My career as a college professor ended in 1997 after about 16 years in classrooms at four universities. I was rooting around on the web earlier today and something someone posted on some forum for some reason (it's amazing how these things work) suddenly triggered a memory of the classroom I was in the moment I knew I wasn't going to make it in that profession.

It was in February of 1992. I can't remember the class other than it was an upper level undergraduate class full of Communication Studies majors. At some point a discussion started about the conviction of boxer, Mike Tyson, on rape charges. The crime had taken place at a downtown Indianapolis hotel; the trial had just concluded a day or two before at the downtown Indianapolis courthouse, and both of those places were about a mile or less from the classroom.

The discussion among white and black students and male and female students plunged into questions of race and justice and sex and celebrity and was moving along quite nicely until one student offered this explanation:

They had to find Mike Tyson guilty because William Kennedy Smith had just been acquitted (about a month earlier) in another highly publicized rape trial.

There was a pause, and then - and this was the moment for me - every single student agreed with him.

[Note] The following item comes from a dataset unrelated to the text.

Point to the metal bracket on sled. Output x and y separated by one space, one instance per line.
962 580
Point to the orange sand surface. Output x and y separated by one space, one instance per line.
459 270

And I remember suddenly feeling a wave of hopelessness wash over me. It seemed to me that to believe in the sense of that brought with it epistemological and ontological requirements that could take decades to fully suss out.

It still does.

It suggests a worldview in which everything is controlled somehow by a cabal of celebrity rapist Illuminati charged with maintaining a delicate balance of celebrity sexual assault.

For the next five years I tried to work through it, or work around it, ignore it, and I just never could. My friends who still teach are all better at it than I ever was or was ever going to be and I don't mean any of this as any kind of indictment of the profession. It's just the story of what happened to me.

2 comments:

Jim Duffy said...

Great post, Stan. Your moment of truth is quite common, actually. When a college instructor realizes for the first time that his students are smarter than he is, typically he goes through four stages of academic ego castration: denial, confusion, resignation, tenure. The fact that you're "still working it out" suggests you got yourself stuck in first or second gear. While your decision to retire from teaching might prohibit you from ever reaching stage four, know that third gear can get you most places you need to go: doctor's office, bank, grocery store, etc, no problem. Keep writing. It's the best form of therapy.

Stan Denski said...

Hmmm.... I did have that moment when I was a visiting scholar for a semester and teaching doctoral students where I recognized many of my students as smarter than me. Especially those who were reading the texts I'd assigned in their original French and German and pointing out problems with translations. And I had the same moment a couple of times with undergraduate students in independent study. There was never any "ego castration" involved however because, by that time I was a student of Freire and Giroux and recognized that as a wonderful moment, not a threatening one.

The moment I blogged about would not count as a moment of realization that my students were smarter, unless there really is a secret cabal of celebrity rapists controlling things from, behind the scenes. No, it was more a realization that my students had problems that I was never going to have any effect upon whatsoever and that I was wasting my time.

More like that.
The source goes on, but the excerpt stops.